A change occurred in the new millennium as more and more healthcare information
became digitalized and newer technologies emerged. In 2004, an Executive Order
13335 established the Office of the National Coordinator for Healthcare Information
Technology (ONC) and issued a recommendation calling for all healthcare providers to
adopt interoperable EHRs by 2014–2015.
This challenged nurses to get involved in the design of systems to support their
workflow as well as in the integration of information from multiple sources to
support nurses’ knowledge of technology. In late 2000s, as hospitals became
“paperless,” they began employing new nurses who had never charted on paper.
2010s.
A historical analysis of the impact of the Nursing Minimum Data Set (NMDS)
demonstrated that continued consensus and effort was needed to bring to fruition the
vision and implementation of minimum nursing data into clinical practice (Hobbs, 2011).

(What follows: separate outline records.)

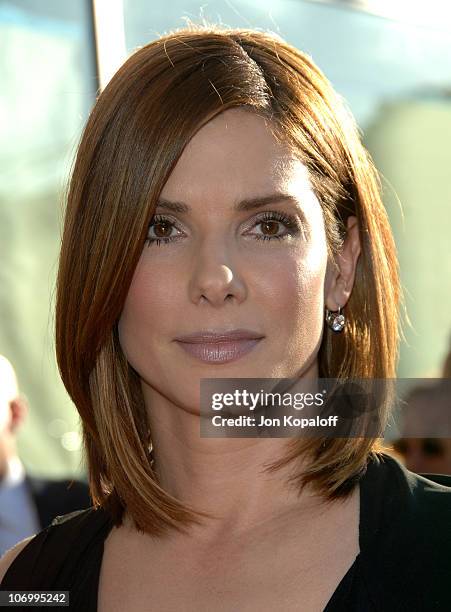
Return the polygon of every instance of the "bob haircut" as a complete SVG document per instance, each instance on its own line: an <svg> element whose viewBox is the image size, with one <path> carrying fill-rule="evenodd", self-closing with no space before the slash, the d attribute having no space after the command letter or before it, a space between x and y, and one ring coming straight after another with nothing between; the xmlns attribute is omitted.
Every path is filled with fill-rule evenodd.
<svg viewBox="0 0 451 612"><path fill-rule="evenodd" d="M137 373L117 323L159 194L184 147L222 111L244 107L307 166L321 203L328 252L359 223L361 255L346 305L347 326L326 326L325 378L394 378L401 300L398 263L380 182L342 99L311 58L277 35L188 26L139 48L98 97L84 129L67 194L56 289L56 354L80 414L94 507L114 524L126 509L135 527L162 534L207 513L158 484ZM388 401L381 406L388 417ZM293 477L326 501L346 497L377 458L380 437L292 439L274 471L302 456ZM298 470L300 471L300 470Z"/></svg>

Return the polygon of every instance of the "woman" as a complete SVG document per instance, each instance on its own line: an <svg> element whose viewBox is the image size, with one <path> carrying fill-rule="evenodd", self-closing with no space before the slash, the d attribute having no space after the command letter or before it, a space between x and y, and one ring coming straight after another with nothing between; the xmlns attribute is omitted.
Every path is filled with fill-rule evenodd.
<svg viewBox="0 0 451 612"><path fill-rule="evenodd" d="M12 549L2 588L77 610L444 609L451 489L377 433L199 435L202 378L394 377L399 302L376 171L308 56L216 27L139 49L83 134L58 274L93 508Z"/></svg>

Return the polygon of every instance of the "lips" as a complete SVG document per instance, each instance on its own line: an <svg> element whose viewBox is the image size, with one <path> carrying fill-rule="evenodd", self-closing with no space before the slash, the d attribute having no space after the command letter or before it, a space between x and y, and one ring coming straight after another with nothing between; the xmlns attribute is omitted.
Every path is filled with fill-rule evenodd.
<svg viewBox="0 0 451 612"><path fill-rule="evenodd" d="M244 357L250 353L262 340L262 338L247 338L241 340L218 340L205 342L182 342L177 340L177 344L191 357L205 363L229 363Z"/></svg>
<svg viewBox="0 0 451 612"><path fill-rule="evenodd" d="M258 340L263 334L249 329L232 329L229 331L197 331L176 338L178 342L205 344L214 342L234 342L240 340Z"/></svg>

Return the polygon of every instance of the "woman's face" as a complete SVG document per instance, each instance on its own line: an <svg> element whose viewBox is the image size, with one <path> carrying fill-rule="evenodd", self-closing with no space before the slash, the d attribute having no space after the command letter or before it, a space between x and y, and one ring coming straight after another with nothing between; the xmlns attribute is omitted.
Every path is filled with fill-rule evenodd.
<svg viewBox="0 0 451 612"><path fill-rule="evenodd" d="M119 321L121 346L145 396L198 413L201 378L316 377L326 291L323 215L305 167L265 120L243 109L212 119L185 148L160 202ZM174 202L186 210L164 206ZM176 341L237 328L261 339L229 343L225 356L209 345L204 358Z"/></svg>

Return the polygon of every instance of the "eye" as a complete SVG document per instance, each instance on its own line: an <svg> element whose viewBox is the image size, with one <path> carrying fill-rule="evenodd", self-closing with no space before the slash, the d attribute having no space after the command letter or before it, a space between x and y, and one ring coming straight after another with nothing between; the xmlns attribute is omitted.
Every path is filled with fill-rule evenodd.
<svg viewBox="0 0 451 612"><path fill-rule="evenodd" d="M286 231L279 233L280 226L285 225ZM296 217L280 212L265 212L258 217L253 227L262 226L261 234L251 234L256 240L285 240L300 233L301 227Z"/></svg>
<svg viewBox="0 0 451 612"><path fill-rule="evenodd" d="M172 231L176 229L176 225L168 217L163 215L155 215L149 225L149 232L147 234L145 243L156 244L159 246L162 242L167 244L180 238L180 235L173 236Z"/></svg>

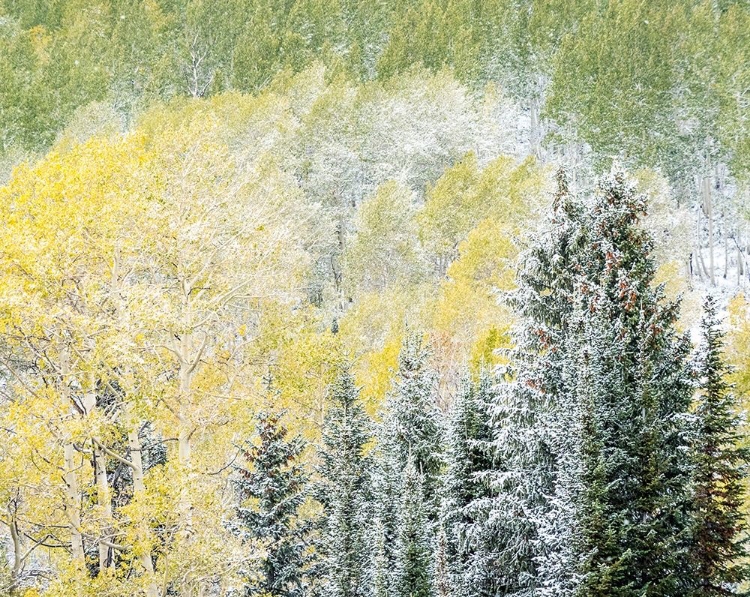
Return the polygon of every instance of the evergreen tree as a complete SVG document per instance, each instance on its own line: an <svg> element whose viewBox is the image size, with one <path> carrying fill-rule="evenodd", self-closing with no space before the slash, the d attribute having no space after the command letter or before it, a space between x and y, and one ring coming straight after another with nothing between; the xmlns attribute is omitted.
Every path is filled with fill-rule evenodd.
<svg viewBox="0 0 750 597"><path fill-rule="evenodd" d="M331 597L360 597L365 583L365 524L368 511L369 420L348 371L331 387L333 406L323 430L321 480L315 497L323 505L317 552L322 557L322 591Z"/></svg>
<svg viewBox="0 0 750 597"><path fill-rule="evenodd" d="M472 531L484 545L474 569L489 564L494 590L504 595L566 595L574 585L575 481L558 473L577 443L574 400L564 388L583 214L560 171L551 221L522 256L519 287L509 297L520 322L513 366L491 407L492 494L475 501L481 518Z"/></svg>
<svg viewBox="0 0 750 597"><path fill-rule="evenodd" d="M747 449L741 439L735 398L726 382L723 333L716 303L708 297L696 363L699 395L692 442L693 484L690 556L696 577L692 594L727 595L748 578L747 530L742 505Z"/></svg>
<svg viewBox="0 0 750 597"><path fill-rule="evenodd" d="M483 371L479 382L464 379L451 412L446 448L444 497L438 539L444 541L452 595L494 595L494 577L482 554L476 504L490 497L487 472L493 467L488 407L493 378ZM439 545L440 546L440 545ZM437 554L436 554L437 555Z"/></svg>
<svg viewBox="0 0 750 597"><path fill-rule="evenodd" d="M438 487L443 469L443 415L435 402L436 374L429 365L430 348L422 336L410 333L398 360L395 388L386 401L383 448L392 452L399 473L408 460L423 476L427 517L438 510Z"/></svg>
<svg viewBox="0 0 750 597"><path fill-rule="evenodd" d="M689 466L688 342L678 306L654 286L645 200L606 178L585 227L569 384L581 413L576 508L582 596L682 595Z"/></svg>
<svg viewBox="0 0 750 597"><path fill-rule="evenodd" d="M414 459L409 458L402 476L395 550L394 594L398 597L432 597L432 562L422 479Z"/></svg>
<svg viewBox="0 0 750 597"><path fill-rule="evenodd" d="M373 520L368 544L373 561L370 581L397 595L399 524L404 518L401 499L404 472L409 462L420 475L420 508L429 546L439 510L439 486L443 468L442 413L435 404L435 373L429 367L429 349L421 336L409 334L399 355L394 391L385 403L378 432L373 472ZM377 529L377 532L376 532ZM378 542L382 542L379 546ZM429 550L428 550L429 551ZM376 558L382 561L376 562ZM373 585L373 591L375 590Z"/></svg>
<svg viewBox="0 0 750 597"><path fill-rule="evenodd" d="M307 565L308 528L298 510L306 499L307 476L299 462L304 444L287 439L280 414L257 416L257 445L248 441L236 487L238 531L266 550L258 578L248 575L246 595L300 597Z"/></svg>

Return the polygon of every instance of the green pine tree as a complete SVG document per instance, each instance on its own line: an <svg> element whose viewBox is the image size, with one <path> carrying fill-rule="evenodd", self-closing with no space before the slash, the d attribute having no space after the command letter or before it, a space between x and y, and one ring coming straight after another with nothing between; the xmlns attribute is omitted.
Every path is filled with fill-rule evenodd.
<svg viewBox="0 0 750 597"><path fill-rule="evenodd" d="M331 386L333 406L323 430L321 480L315 497L323 505L317 553L322 558L322 593L331 597L367 594L365 529L369 466L365 445L369 419L348 371Z"/></svg>
<svg viewBox="0 0 750 597"><path fill-rule="evenodd" d="M723 333L712 297L704 304L701 332L691 451L690 556L696 579L692 595L709 597L734 593L748 578L747 524L742 512L748 451L738 446L740 421L735 397L725 379Z"/></svg>
<svg viewBox="0 0 750 597"><path fill-rule="evenodd" d="M259 574L248 574L245 594L300 597L304 594L308 525L299 516L307 475L299 461L300 438L287 439L281 414L257 416L258 442L248 441L236 465L237 530L266 550Z"/></svg>
<svg viewBox="0 0 750 597"><path fill-rule="evenodd" d="M414 459L409 458L402 475L395 550L395 595L398 597L432 597L432 554L422 479Z"/></svg>

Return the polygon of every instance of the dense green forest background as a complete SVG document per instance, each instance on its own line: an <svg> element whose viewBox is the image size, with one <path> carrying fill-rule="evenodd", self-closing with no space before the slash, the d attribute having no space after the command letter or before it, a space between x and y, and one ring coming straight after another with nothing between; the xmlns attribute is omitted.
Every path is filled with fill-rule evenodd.
<svg viewBox="0 0 750 597"><path fill-rule="evenodd" d="M601 529L630 533L637 500L516 514L558 474L551 433L555 490L579 464L588 505L611 505L602 470L653 482L668 514L623 566L658 551L653 594L684 595L695 529L662 498L695 486L696 412L740 445L726 541L744 528L747 0L0 0L0 184L0 590L609 597ZM546 335L571 313L588 337ZM592 338L657 381L613 357L565 386ZM568 435L584 394L631 468ZM489 552L461 551L469 523Z"/></svg>

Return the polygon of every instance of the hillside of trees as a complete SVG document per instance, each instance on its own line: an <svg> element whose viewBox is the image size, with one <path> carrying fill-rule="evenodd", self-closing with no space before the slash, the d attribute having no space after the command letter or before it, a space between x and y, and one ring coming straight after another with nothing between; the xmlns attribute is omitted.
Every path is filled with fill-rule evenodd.
<svg viewBox="0 0 750 597"><path fill-rule="evenodd" d="M0 0L0 595L750 590L744 0Z"/></svg>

1995, Saba initiated a history of NI at the National Library of Medicine that consisted of
the collection of archival documents from the NI pioneers. The History Project was
initiated based on a recommendation by Dr. Morris Collen who published the History of
Medical Informatics in 1995 (Colleen, 1995). However, it was not until 2001 that the
Nursing Informatics Working Group (NIWG) of the American Medical Informatics
Association (AMIA) became involved and the NI History Committee was established to
take on this project.
The committee solicited archival material from the known NI pioneers for a History of
Nursing Informatics to be housed in the NLM as part of its History Collection (Newbold,
Berg, McCormick, Saba, & Skiba, 2012).